Rise Against's Tim McIlrath is 27 and not ready to die

Rise Against's Tim McIlrath is 27 and not ready to die

Pasted on walls and boarded-up windows around Chicago are promotional posters for Rise Against’s fourth album, The Sufferer And The Witness. Although they simply advertise the album’s July 4 release, the big, colorful posters show how far the Chicago band has come since 1999—when its members were the ones stapling cheap flyers to poles, not an unseen army of major-label street-teamers. Rise Against jumped to the majors in 2004 after releasing two albums for taste-making indie Fat Wreck Chords, which specializes in the kind of aggressive, melodic punk Rise Against generally makes. But it was an acoustic song, “Swing Life Away,” that made the group’s major-label debut, Siren Song Of The Counter Culture, a hit. It went on to sell nearly 400,000 copies domestically, and its success made Sufferer one of the punk scene’s most anticipated albums of 2006. From a stop on the Warped Tour, frontman Tim McIlrath spoke with The A.V. Club about managing high expectations.

The A.V. Club: As Rise Against has risen in prominence, you’ve spent less time in Chicago. “The Good Left Undone” seems to reference feeling disconnected from home.

Tim McIlrath: We spend up to nine months of the year on the road, longer sometimes. We come home for like a week or two at a time, so you become very disconnected from your friends and your family and the scene. Home does become a strange place. We’ll always have our roots in Chicago, but when people ask me, “Oh, what’s going on in Chicago? How’s the music scene?” I’m always like, “I’m really not the most qualified person to ask that question. I could tell you how it was going six years ago, but I can’t tell you how it’s going now.” It’s certainly sad, but obviously we do what we do because we love to.

AVC: You said previous albums have been about convictions, but this one’s about questions. What caused that shift?

TM: Certainly age. [Laughs.] When you’re 18, you have it all figured out, right? You know it all. As you get older, you realize you don’t have it figured out—there’s a lot more questions out there and a lot less answers. That’s when you separate into two different roads: You either decide, “Okay, there’s a lot of questions out there that I don’t have answers for, and I’m going to look for these answers,” or you just say, “There’re so many questions out there, fuck it, I’m not even gonna try to find the answers anymore.” There’s certainly those kinds of people in the world. I think I’ve certainly realized there are a lot of questions that I don’t have the answers for, but I’m still having a lot of fun being on this journey toward those answers.

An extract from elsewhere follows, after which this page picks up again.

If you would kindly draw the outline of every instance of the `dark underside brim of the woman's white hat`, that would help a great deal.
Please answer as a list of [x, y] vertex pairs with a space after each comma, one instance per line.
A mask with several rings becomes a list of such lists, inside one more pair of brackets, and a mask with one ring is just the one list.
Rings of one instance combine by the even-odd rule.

AVC: The album definitely has a sense of mortality; the last line of “Worth Dying For” is “What if we all died young?”

TM: It’s funny, I’ve had friends making fun of me this year because I’m 27; this is the year that Janis Joplin died, that Jimi Hendrix died, that Robert Johnson died, and D. Boon from The Minutemen, and Kurt Cobain, all the 27 deaths. [Laughs.] I had a lot of friends joke with me, but we also determined that I haven’t sold enough records to die yet. [Laughs.] So it probably won’t happen. I need to be platinum to die. I became a parent in the last two years, and you start thinking about stuff like that. It definitely played a role in this record and, in retrospect, a more significant role than I thought as I was writing the songs.

AVC: You’re from Chicago. Is it weird to see posters advertising your album pasted up on walls around town and ads in big magazines?

TM: It’s so strange. I’m used to having our records come out and all of us digging through these tiny fanzines looking for that tiny little ad, one of 10 records on a half page, and we’re like, “Yes, we made it!” Actually, I was in the city briefly before we left, and I saw like three or four of those [posters]. There was one right across the street from my friend’s tattoo shop on Belmont. There was one near our practice space—our practice space is in the absolute ghetto, so I was questioning the placement—but I was like, “Oh there it is, cool.” It’s crazy. It certainly makes you feel really good about the support you have with the band. We do all we can out here on the road; we work as hard as we possibly can, and it’s just so great to know that work is being reciprocated… It’s great to know what you can do, given the chance to be heard. Whether it’s heard or not, whether people actually pick it up or not, that’s up to them, but people will know the record’s out. But yeah, it certainly totally trips me out when I’m driving down the street, and I see a Rise Against thing on the wall. “I’m in that band!”

AVC: Is that unnerving at all?

TM: Sometimes. “Oh wait, we’re actually a band people know about now.” [Laughs.] We actually have certain expectations on us and stuff. But I try not to think about it, and to be honest, it’s so surreal it’s never truly hit me.